Taco Bell Programming

jasonwryan · 2010-10-26 23:22:21

Taco Bell programming is one of the steps on the path to Unix Zen. This is a path that I am personally just beginning, but it's already starting to pay dividends. To really get into it, you need to throw away a lot of your ideas about how systems are designed: I made most of a SOAP server using static files and Apache's mod_rewrite. I could have done the whole thing Taco Bell style if I had only manned up and broken out sed, but I pussied out and wrote some Python.

The whole thing is well worth the read: http://teddziuba.com/2010/10/taco-bell-programming.html

firecat53 · 2010-10-26 23:46:43

Sounds very suckless-ish So how would this be applied when you need a database involved....just use plain ol' SQL with no other language to manage it (php, python, etc)? Or am I missing something? Probably

Scott

jasonwryan · 2010-10-27 00:46:47

firecat53 wrote:

Or am I missing something? Probably

The path to Unix Zen? I get the feeling that Chuck Norris is somewhere along that path...

cesura · 2010-10-27 01:11:26

Hehe...

Taco Bell Programming wrote:

Moving on, once you have these millions of pages (or even tens of millions), how do you process them? Surely, Hadoop MapReduce is necessary, after all, that's what Google uses to parse the web, right?
Pfft, fuck that noise:
find crawl_dir/ -type f -print0 | xargs -n1 -0 -P32 ./process

Yet this very short article pretty much sums up my view on most everything:

Taco Bell Programming wrote:

I have far more faith in xargs than I do in Hadoop. Hell, I trust xargs more than I trust myself to write a simple multithreaded processor. I trust syslog to handle asynchronous message recording far more than I trust a message queue service.

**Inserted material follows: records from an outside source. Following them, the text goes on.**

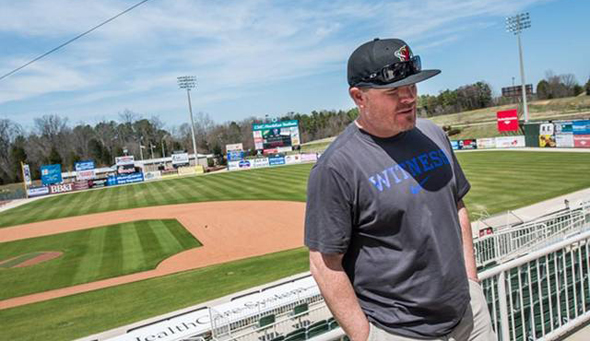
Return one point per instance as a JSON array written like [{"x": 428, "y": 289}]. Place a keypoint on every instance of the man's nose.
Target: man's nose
[{"x": 407, "y": 94}]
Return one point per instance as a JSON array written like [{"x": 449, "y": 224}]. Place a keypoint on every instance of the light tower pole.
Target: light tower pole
[
  {"x": 516, "y": 24},
  {"x": 188, "y": 83}
]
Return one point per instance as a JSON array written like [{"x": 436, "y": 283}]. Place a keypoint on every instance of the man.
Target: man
[{"x": 389, "y": 236}]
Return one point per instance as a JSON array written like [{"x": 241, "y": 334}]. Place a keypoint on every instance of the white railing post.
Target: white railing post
[{"x": 505, "y": 332}]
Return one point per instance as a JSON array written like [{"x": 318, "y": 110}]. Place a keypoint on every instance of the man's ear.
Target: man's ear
[{"x": 357, "y": 96}]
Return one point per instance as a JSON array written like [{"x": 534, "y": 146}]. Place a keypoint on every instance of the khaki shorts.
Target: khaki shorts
[{"x": 475, "y": 325}]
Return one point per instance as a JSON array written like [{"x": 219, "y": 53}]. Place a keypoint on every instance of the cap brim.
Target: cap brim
[{"x": 413, "y": 79}]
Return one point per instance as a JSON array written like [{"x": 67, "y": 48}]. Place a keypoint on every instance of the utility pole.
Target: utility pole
[
  {"x": 516, "y": 24},
  {"x": 188, "y": 83}
]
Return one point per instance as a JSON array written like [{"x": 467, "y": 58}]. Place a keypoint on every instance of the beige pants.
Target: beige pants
[{"x": 475, "y": 325}]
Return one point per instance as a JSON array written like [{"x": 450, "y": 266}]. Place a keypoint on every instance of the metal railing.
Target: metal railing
[
  {"x": 507, "y": 244},
  {"x": 541, "y": 295},
  {"x": 285, "y": 325}
]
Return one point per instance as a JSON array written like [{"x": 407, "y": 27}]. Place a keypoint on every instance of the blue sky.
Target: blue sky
[{"x": 256, "y": 58}]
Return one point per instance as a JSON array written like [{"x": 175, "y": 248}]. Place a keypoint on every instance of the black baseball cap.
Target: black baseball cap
[{"x": 385, "y": 63}]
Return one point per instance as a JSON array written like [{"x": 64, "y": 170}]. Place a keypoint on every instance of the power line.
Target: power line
[{"x": 72, "y": 40}]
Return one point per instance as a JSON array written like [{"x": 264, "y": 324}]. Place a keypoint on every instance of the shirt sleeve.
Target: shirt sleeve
[
  {"x": 463, "y": 185},
  {"x": 328, "y": 222}
]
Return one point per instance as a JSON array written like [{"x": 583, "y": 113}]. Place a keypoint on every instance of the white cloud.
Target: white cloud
[{"x": 231, "y": 46}]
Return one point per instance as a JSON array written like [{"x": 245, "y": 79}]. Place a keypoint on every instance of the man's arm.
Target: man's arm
[
  {"x": 339, "y": 295},
  {"x": 467, "y": 237}
]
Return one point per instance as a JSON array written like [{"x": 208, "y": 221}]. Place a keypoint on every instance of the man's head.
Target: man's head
[{"x": 382, "y": 75}]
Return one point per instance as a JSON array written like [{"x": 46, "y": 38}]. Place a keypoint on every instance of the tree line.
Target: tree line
[{"x": 53, "y": 140}]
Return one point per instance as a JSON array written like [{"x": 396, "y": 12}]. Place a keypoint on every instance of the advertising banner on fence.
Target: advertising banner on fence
[
  {"x": 97, "y": 183},
  {"x": 236, "y": 147},
  {"x": 284, "y": 149},
  {"x": 546, "y": 136},
  {"x": 233, "y": 165},
  {"x": 244, "y": 164},
  {"x": 507, "y": 120},
  {"x": 486, "y": 143},
  {"x": 276, "y": 160},
  {"x": 581, "y": 127},
  {"x": 309, "y": 157},
  {"x": 51, "y": 174},
  {"x": 564, "y": 140},
  {"x": 81, "y": 185},
  {"x": 186, "y": 170},
  {"x": 260, "y": 162},
  {"x": 467, "y": 144},
  {"x": 84, "y": 165},
  {"x": 292, "y": 159},
  {"x": 37, "y": 191},
  {"x": 124, "y": 160},
  {"x": 61, "y": 188},
  {"x": 129, "y": 179},
  {"x": 86, "y": 174},
  {"x": 180, "y": 159},
  {"x": 564, "y": 127},
  {"x": 510, "y": 141},
  {"x": 27, "y": 174},
  {"x": 235, "y": 155},
  {"x": 582, "y": 141},
  {"x": 154, "y": 175}
]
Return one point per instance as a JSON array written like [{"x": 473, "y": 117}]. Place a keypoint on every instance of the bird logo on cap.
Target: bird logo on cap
[{"x": 403, "y": 53}]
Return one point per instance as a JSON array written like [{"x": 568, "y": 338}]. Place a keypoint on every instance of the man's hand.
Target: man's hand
[
  {"x": 339, "y": 295},
  {"x": 467, "y": 237}
]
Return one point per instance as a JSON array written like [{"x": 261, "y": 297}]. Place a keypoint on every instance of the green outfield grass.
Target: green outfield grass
[
  {"x": 500, "y": 180},
  {"x": 281, "y": 183},
  {"x": 92, "y": 254},
  {"x": 89, "y": 313}
]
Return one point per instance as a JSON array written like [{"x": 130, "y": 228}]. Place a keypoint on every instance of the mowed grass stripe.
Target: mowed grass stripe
[
  {"x": 133, "y": 257},
  {"x": 90, "y": 255},
  {"x": 487, "y": 171},
  {"x": 89, "y": 266},
  {"x": 150, "y": 244},
  {"x": 111, "y": 262},
  {"x": 163, "y": 192},
  {"x": 182, "y": 235},
  {"x": 168, "y": 243},
  {"x": 84, "y": 314}
]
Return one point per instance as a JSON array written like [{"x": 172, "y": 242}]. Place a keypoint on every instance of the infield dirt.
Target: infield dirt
[{"x": 229, "y": 231}]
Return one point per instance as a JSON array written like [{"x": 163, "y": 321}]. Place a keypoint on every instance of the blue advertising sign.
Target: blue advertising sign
[
  {"x": 84, "y": 165},
  {"x": 37, "y": 191},
  {"x": 111, "y": 180},
  {"x": 129, "y": 178},
  {"x": 235, "y": 156},
  {"x": 276, "y": 160},
  {"x": 581, "y": 127},
  {"x": 51, "y": 174}
]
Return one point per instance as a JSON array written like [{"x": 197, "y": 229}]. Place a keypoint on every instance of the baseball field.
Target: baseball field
[{"x": 501, "y": 180}]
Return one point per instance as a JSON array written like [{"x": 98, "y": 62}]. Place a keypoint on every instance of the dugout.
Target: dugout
[{"x": 531, "y": 134}]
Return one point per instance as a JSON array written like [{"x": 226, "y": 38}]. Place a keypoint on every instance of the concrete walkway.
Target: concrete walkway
[{"x": 532, "y": 212}]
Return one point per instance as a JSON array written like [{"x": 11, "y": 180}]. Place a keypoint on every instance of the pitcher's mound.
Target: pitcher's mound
[{"x": 29, "y": 259}]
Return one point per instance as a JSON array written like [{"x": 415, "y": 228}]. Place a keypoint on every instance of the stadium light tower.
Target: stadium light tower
[
  {"x": 188, "y": 83},
  {"x": 516, "y": 24}
]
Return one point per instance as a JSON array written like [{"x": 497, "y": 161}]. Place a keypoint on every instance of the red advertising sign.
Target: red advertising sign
[
  {"x": 582, "y": 141},
  {"x": 507, "y": 120},
  {"x": 61, "y": 188}
]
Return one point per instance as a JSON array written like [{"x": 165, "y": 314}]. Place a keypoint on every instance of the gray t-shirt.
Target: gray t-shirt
[{"x": 390, "y": 206}]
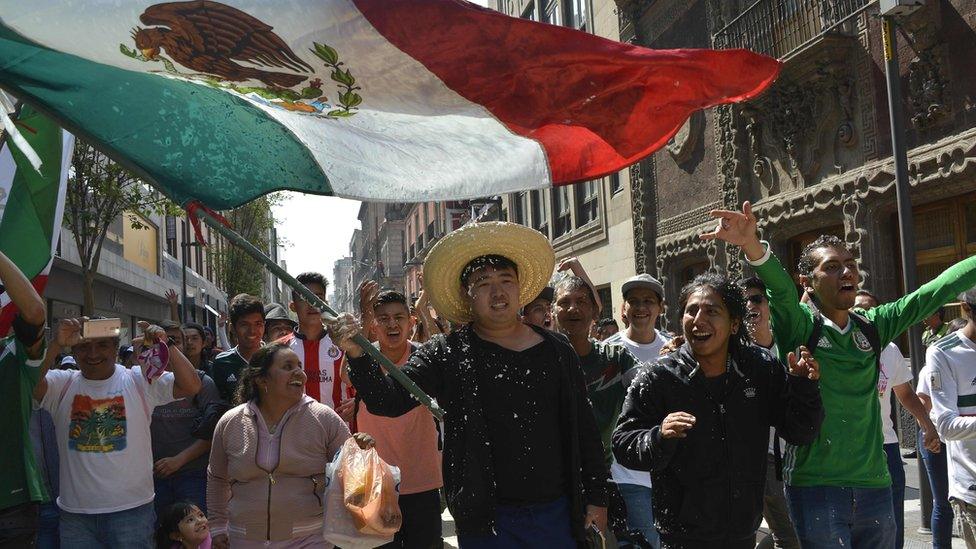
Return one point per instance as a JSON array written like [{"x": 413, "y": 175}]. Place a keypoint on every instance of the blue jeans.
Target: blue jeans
[
  {"x": 828, "y": 516},
  {"x": 937, "y": 470},
  {"x": 640, "y": 515},
  {"x": 47, "y": 527},
  {"x": 182, "y": 486},
  {"x": 132, "y": 528},
  {"x": 897, "y": 471},
  {"x": 527, "y": 527}
]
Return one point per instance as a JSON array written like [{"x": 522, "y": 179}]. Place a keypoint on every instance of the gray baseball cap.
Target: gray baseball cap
[{"x": 643, "y": 281}]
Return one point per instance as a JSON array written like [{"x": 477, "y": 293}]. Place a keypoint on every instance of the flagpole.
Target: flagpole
[{"x": 321, "y": 305}]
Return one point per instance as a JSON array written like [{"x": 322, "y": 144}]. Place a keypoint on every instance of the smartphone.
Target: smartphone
[{"x": 103, "y": 327}]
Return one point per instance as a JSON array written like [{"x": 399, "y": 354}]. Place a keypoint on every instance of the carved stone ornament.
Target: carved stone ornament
[{"x": 682, "y": 144}]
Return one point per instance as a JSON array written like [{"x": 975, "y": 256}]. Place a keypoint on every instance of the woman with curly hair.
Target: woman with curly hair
[
  {"x": 698, "y": 419},
  {"x": 267, "y": 464}
]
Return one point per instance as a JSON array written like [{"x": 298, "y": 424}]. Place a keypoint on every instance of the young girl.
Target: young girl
[{"x": 183, "y": 526}]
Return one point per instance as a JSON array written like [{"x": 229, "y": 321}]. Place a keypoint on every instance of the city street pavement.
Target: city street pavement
[{"x": 913, "y": 516}]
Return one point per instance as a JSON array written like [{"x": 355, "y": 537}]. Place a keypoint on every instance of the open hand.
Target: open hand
[
  {"x": 69, "y": 332},
  {"x": 343, "y": 330},
  {"x": 675, "y": 425},
  {"x": 364, "y": 441},
  {"x": 804, "y": 366}
]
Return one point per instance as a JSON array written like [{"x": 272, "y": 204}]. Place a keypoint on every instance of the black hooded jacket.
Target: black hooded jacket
[
  {"x": 448, "y": 368},
  {"x": 708, "y": 487}
]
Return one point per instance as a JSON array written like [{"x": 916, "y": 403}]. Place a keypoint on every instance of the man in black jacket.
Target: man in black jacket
[
  {"x": 523, "y": 460},
  {"x": 699, "y": 420}
]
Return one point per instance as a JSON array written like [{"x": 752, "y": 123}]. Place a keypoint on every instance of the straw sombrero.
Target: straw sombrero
[{"x": 527, "y": 248}]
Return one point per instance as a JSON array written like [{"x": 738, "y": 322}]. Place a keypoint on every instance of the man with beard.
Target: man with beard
[
  {"x": 838, "y": 487},
  {"x": 539, "y": 311},
  {"x": 321, "y": 359},
  {"x": 643, "y": 302},
  {"x": 410, "y": 441},
  {"x": 247, "y": 322},
  {"x": 607, "y": 370},
  {"x": 523, "y": 462}
]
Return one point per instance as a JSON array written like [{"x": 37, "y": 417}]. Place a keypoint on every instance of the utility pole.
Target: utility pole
[{"x": 906, "y": 224}]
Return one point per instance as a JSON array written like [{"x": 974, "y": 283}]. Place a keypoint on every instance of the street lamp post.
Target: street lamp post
[
  {"x": 906, "y": 225},
  {"x": 185, "y": 246}
]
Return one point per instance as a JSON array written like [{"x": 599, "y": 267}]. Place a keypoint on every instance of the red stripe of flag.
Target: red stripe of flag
[{"x": 594, "y": 105}]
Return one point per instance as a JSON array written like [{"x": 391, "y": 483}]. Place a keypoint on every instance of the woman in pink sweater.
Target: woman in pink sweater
[{"x": 267, "y": 464}]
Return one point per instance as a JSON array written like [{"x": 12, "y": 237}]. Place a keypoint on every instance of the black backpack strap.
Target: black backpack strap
[{"x": 870, "y": 331}]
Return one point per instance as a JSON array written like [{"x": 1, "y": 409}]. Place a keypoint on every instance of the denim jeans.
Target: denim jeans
[
  {"x": 937, "y": 470},
  {"x": 897, "y": 471},
  {"x": 526, "y": 527},
  {"x": 132, "y": 529},
  {"x": 48, "y": 527},
  {"x": 640, "y": 514},
  {"x": 829, "y": 516},
  {"x": 181, "y": 486}
]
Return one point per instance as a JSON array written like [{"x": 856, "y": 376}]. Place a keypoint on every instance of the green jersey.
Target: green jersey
[
  {"x": 603, "y": 369},
  {"x": 227, "y": 368},
  {"x": 20, "y": 479},
  {"x": 848, "y": 452}
]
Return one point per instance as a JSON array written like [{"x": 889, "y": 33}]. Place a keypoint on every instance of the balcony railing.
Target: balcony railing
[{"x": 780, "y": 27}]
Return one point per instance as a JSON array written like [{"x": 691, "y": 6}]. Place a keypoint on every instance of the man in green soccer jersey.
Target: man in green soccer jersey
[{"x": 838, "y": 488}]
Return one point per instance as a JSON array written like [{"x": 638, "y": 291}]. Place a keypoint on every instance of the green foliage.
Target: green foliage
[
  {"x": 99, "y": 192},
  {"x": 237, "y": 272}
]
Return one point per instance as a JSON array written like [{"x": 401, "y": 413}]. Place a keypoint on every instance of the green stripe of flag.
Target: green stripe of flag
[
  {"x": 190, "y": 140},
  {"x": 27, "y": 226}
]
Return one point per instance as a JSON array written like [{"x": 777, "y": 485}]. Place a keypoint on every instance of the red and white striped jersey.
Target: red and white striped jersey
[{"x": 322, "y": 362}]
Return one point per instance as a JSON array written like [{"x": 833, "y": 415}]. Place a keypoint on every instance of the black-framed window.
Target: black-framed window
[
  {"x": 540, "y": 212},
  {"x": 587, "y": 202},
  {"x": 561, "y": 215},
  {"x": 615, "y": 186}
]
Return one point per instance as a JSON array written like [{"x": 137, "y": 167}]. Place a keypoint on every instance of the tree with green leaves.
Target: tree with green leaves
[
  {"x": 238, "y": 272},
  {"x": 99, "y": 192}
]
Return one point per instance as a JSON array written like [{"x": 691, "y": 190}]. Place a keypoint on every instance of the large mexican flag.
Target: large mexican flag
[
  {"x": 406, "y": 100},
  {"x": 32, "y": 202}
]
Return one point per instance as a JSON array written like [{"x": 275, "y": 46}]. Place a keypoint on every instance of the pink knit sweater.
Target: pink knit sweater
[{"x": 253, "y": 504}]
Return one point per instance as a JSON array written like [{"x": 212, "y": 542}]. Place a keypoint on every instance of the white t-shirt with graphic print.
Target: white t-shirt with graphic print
[{"x": 102, "y": 428}]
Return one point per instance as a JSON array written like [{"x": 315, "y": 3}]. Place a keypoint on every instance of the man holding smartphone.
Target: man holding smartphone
[
  {"x": 101, "y": 416},
  {"x": 21, "y": 485}
]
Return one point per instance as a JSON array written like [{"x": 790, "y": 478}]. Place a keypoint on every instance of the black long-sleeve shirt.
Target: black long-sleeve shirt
[
  {"x": 552, "y": 393},
  {"x": 709, "y": 485}
]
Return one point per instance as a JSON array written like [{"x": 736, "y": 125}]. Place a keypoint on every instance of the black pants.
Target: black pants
[
  {"x": 421, "y": 522},
  {"x": 18, "y": 526}
]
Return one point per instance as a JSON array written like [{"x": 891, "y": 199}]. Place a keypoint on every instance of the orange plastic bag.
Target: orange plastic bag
[
  {"x": 362, "y": 510},
  {"x": 369, "y": 491}
]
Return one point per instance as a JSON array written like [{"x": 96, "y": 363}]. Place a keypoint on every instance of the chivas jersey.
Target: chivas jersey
[{"x": 322, "y": 362}]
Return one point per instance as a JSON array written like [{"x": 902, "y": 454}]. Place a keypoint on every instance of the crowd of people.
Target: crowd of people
[{"x": 561, "y": 428}]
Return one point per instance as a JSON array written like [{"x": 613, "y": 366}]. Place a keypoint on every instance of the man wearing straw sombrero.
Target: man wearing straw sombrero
[{"x": 523, "y": 461}]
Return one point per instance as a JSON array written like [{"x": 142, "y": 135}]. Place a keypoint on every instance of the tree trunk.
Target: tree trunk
[{"x": 88, "y": 290}]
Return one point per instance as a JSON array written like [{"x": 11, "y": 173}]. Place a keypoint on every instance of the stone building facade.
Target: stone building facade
[{"x": 814, "y": 152}]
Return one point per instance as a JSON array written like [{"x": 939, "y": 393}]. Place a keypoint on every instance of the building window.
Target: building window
[
  {"x": 561, "y": 217},
  {"x": 520, "y": 208},
  {"x": 587, "y": 202},
  {"x": 615, "y": 183},
  {"x": 540, "y": 212},
  {"x": 577, "y": 16}
]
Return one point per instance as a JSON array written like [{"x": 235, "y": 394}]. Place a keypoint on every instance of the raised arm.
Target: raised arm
[
  {"x": 895, "y": 317},
  {"x": 381, "y": 393},
  {"x": 950, "y": 424},
  {"x": 792, "y": 323},
  {"x": 646, "y": 436},
  {"x": 67, "y": 334}
]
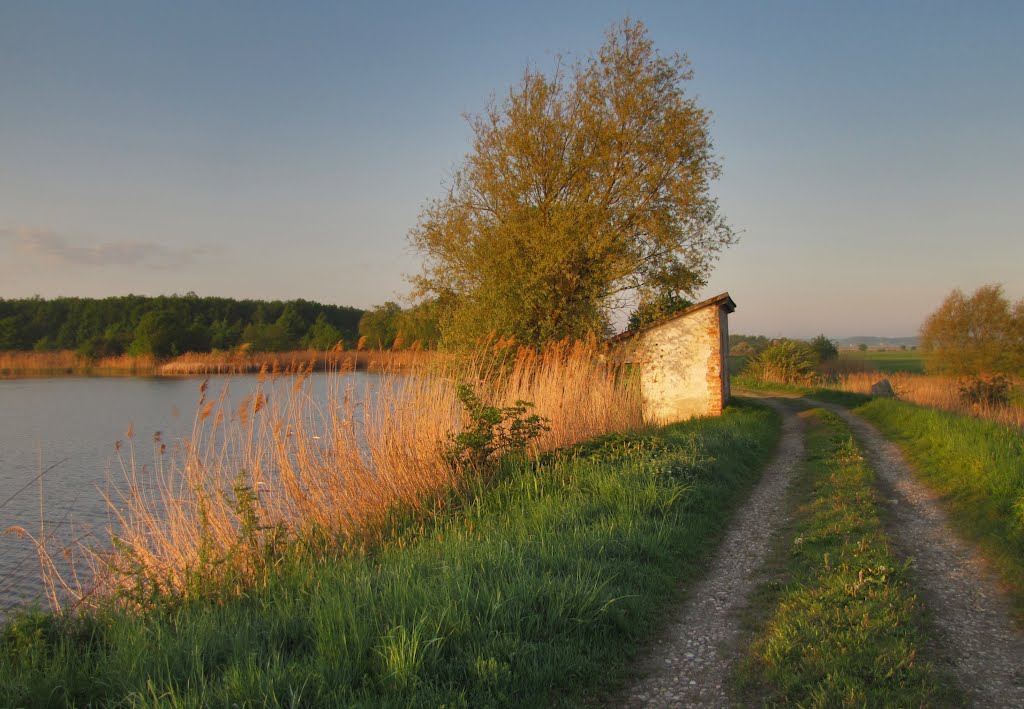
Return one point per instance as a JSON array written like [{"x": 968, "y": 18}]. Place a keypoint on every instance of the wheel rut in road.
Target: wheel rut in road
[
  {"x": 688, "y": 663},
  {"x": 977, "y": 636},
  {"x": 977, "y": 639}
]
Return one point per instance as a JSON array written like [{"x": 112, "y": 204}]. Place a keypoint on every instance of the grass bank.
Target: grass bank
[
  {"x": 977, "y": 466},
  {"x": 839, "y": 625},
  {"x": 529, "y": 588}
]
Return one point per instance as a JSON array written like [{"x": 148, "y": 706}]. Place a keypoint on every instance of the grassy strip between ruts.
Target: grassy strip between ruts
[
  {"x": 841, "y": 626},
  {"x": 529, "y": 589},
  {"x": 977, "y": 466}
]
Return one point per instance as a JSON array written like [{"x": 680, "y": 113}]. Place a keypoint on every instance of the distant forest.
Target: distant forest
[{"x": 166, "y": 326}]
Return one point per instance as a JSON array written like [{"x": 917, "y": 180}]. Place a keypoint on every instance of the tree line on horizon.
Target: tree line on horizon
[
  {"x": 587, "y": 189},
  {"x": 169, "y": 325}
]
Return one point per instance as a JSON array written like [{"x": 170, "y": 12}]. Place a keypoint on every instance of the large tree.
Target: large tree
[
  {"x": 982, "y": 333},
  {"x": 583, "y": 188}
]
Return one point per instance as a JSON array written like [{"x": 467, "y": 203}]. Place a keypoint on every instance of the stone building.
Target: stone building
[{"x": 683, "y": 361}]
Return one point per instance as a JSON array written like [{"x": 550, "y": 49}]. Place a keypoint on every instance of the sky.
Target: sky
[{"x": 872, "y": 153}]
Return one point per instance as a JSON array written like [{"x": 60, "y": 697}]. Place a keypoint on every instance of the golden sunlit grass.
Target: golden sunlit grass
[
  {"x": 288, "y": 464},
  {"x": 933, "y": 390},
  {"x": 242, "y": 361}
]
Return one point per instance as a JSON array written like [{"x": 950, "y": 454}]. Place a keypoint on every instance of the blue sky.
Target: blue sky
[{"x": 872, "y": 152}]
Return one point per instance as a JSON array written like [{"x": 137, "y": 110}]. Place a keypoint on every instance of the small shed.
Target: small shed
[{"x": 683, "y": 361}]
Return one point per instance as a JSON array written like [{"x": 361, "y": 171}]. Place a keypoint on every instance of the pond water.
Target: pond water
[{"x": 57, "y": 441}]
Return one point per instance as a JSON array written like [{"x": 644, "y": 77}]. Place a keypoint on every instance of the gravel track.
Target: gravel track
[
  {"x": 978, "y": 638},
  {"x": 687, "y": 664}
]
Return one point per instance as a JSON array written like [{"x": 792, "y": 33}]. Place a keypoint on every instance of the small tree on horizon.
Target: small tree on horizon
[
  {"x": 825, "y": 348},
  {"x": 980, "y": 334}
]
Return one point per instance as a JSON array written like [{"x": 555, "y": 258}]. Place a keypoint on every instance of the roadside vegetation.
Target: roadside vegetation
[
  {"x": 977, "y": 466},
  {"x": 839, "y": 623},
  {"x": 518, "y": 583}
]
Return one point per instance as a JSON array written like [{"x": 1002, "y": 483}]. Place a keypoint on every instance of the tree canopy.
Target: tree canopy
[
  {"x": 982, "y": 333},
  {"x": 583, "y": 188}
]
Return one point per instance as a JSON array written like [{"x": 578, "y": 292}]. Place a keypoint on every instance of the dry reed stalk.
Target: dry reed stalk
[
  {"x": 333, "y": 463},
  {"x": 244, "y": 361}
]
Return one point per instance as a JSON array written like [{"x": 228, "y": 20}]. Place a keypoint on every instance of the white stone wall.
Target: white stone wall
[{"x": 681, "y": 367}]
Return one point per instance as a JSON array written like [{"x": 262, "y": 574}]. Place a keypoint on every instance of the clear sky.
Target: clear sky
[{"x": 872, "y": 152}]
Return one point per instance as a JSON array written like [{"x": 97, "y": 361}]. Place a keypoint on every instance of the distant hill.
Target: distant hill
[{"x": 875, "y": 341}]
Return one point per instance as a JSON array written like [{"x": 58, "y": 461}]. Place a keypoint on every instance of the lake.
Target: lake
[{"x": 57, "y": 435}]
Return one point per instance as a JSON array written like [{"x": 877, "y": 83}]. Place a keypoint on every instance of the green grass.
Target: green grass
[
  {"x": 840, "y": 624},
  {"x": 977, "y": 466},
  {"x": 531, "y": 589},
  {"x": 890, "y": 360}
]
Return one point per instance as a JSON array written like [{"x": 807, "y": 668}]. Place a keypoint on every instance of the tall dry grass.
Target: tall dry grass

Dieter@be · 2010-10-27 10:26:02

The guy is right about not overengineering things, but come on, nothing new there. He just slapped another name on it.
However, he's totally wrong about devops. Devops is about improving developer/operations practices and it's unrelated. So he's just trolling about that

Cyrusm · 2010-10-27 12:19:49

Taco Bell Programming wrote:

The Taco Bell answer? xargs and wget. In the rare case that you saturate the network connection, add some split and rsync. A "distributed crawler" is really only like 10 lines of shell script.

had something oddly similar to this happen at work the other day. I suggested a short shell script at a meeting, but they didn't brushed my suggestion aside and proceeded with designing a few hundred lines of .NET C# because it "seems like a more solid solution"

Last edited by Cyrusm (2010-10-27 12:20:43)

skanky · 2010-10-27 13:14:34

Much as I agree, I have seen it go the other way. At a company I know a developer or similar spent months trying to get a bash, awk, sed etc. etc. system running. Eventually someone knocked up a solution using a proprietary piece of software (I think it was DB2, but it was some time ago) in about two weeks. The first attempt may have eventually worked, but he was writing stuff in awk (say) for which there were API calls in the proprietary stuff. It's worth pointing out that they already had many DB2 systems installed and running so no licenses had to be bought. As in most cases, you need to know your aims and your tools.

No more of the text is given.